Karen and her boyfriend…oh, let’s call him Jacques, ‘cause his role is so small and pointless that it’s not even worth looking at the IMDB…well, they head up to the chalet…umm…mansion and prepare for the laborious task of packing what amounts to a few shoeboxes worth of scrap paper and Polaroids. Karen reminisces about her youth, has trouble being intimate, and suffers some sort of psychic attack from a shadowy man. The next day, Pablo (see? I already forgot the name I made up for him. He’s that inconsequential) goes back to the city, and Karen, apparently at peace with the fact that the house is haunted, stays on by herself to finish cleaning up.
Later that day, Karen meets Pierce (Sizemore), a seemingly mildly retarded employee of Karen’s grandmother. Apparently, Pierce has been around for quite some time, but Karen’s never met him before (nice to know she was so close to granny. No wonder she got the clean-up gig!), and now has to inform him that the house is being sold. Pierce stares at her menacingly, but then offers her a half-smile, as if to say “it’s okay, I’ll just come up here and knife you later.”
Personally, if I saw Tom Sizemore anywhere on my property, I’d hand him all of my valuables and run screaming into the night.
Karen is attacked by ghosts again-this time of the “wind blowing” variety-and finds herself running through a second story window and falling right into Pierce’s arms. Too frightened to go back in the house, Karen accepts Pierce’s equally terrifying offer to sleep in his bed.
The next day, reinforcements arrive in the guise of Karen’s younger sister…umm…let’s call her Gidget…and Karen, despite the fact that she was nearly killed by a ghost the night before, returns to the house to finish cleaning.
From there, a sort of bizarre relationship forms between Gidget and Pierce, and, despite the fact that he saved her life (twice in fact), Karen takes objection to it. After a couple of more ghost attacks, Karen begins to suspect that Pierce is somehow behind them, and tries to convince her sister that the guy is bad news.
If I go any further I’ll reveal the ending, which, while predictable, is pretty much one of the only things Ring Around the Rosie does right (not to mention one of the few moments in the film that could be classified as horror). While the performances are actually quite solid (although, to be fair, Sizemore doesn’t have to do much to look like a psycho these days), and the film looks nice, I was actually sort of blown away by how tame Ring Around the Rosie is, especially for an R-rated “horror” film. There aren’t any truly effective scares, hardly any gore to speak of, and not a shred of skin. And nothing really happens...ever!

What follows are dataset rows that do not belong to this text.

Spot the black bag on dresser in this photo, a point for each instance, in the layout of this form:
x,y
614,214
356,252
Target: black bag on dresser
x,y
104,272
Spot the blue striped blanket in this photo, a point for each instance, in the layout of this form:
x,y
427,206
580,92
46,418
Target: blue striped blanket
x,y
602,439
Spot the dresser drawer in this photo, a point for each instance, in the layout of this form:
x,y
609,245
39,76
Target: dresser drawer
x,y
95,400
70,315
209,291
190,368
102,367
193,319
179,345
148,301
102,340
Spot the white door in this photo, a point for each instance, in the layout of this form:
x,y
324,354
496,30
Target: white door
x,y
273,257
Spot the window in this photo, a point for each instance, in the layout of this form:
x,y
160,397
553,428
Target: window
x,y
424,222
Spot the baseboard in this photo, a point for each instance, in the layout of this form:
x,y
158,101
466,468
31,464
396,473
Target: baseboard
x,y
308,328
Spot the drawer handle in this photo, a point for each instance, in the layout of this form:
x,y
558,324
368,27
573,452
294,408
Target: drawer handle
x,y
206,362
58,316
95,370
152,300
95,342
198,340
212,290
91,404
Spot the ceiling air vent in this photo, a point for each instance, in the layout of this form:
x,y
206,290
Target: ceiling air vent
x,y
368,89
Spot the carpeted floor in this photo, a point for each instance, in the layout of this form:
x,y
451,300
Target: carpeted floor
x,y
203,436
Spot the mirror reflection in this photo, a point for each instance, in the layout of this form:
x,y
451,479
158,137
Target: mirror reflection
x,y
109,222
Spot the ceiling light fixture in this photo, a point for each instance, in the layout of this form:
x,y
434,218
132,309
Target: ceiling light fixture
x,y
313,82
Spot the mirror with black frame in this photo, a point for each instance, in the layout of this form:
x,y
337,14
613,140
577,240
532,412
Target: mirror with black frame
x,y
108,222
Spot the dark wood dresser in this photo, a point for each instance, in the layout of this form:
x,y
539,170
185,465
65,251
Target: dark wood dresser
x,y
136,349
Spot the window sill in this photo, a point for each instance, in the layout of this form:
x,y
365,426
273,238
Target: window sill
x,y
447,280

Ring Around the Rosie is such an innocuous film that I can neither trash it or recommend it, so it gets one skull for Gina Phillips. I guess it had to be entertaining on some other level, because I watched it all the way through. Then again, I’ve been known to clear off plates of lousy food just because I can’t stand to see anything go to waste.
The DVD from Sony features a whole bunch of trailers for other Sony releases, including one for a “political thriller” starring Jerry Springer as the President, but nothing else. Still, that Springer trailer was easily one of the most entertaining extras I’ve seen in ages, and infinitely more resonant than Ring Around the Rosie.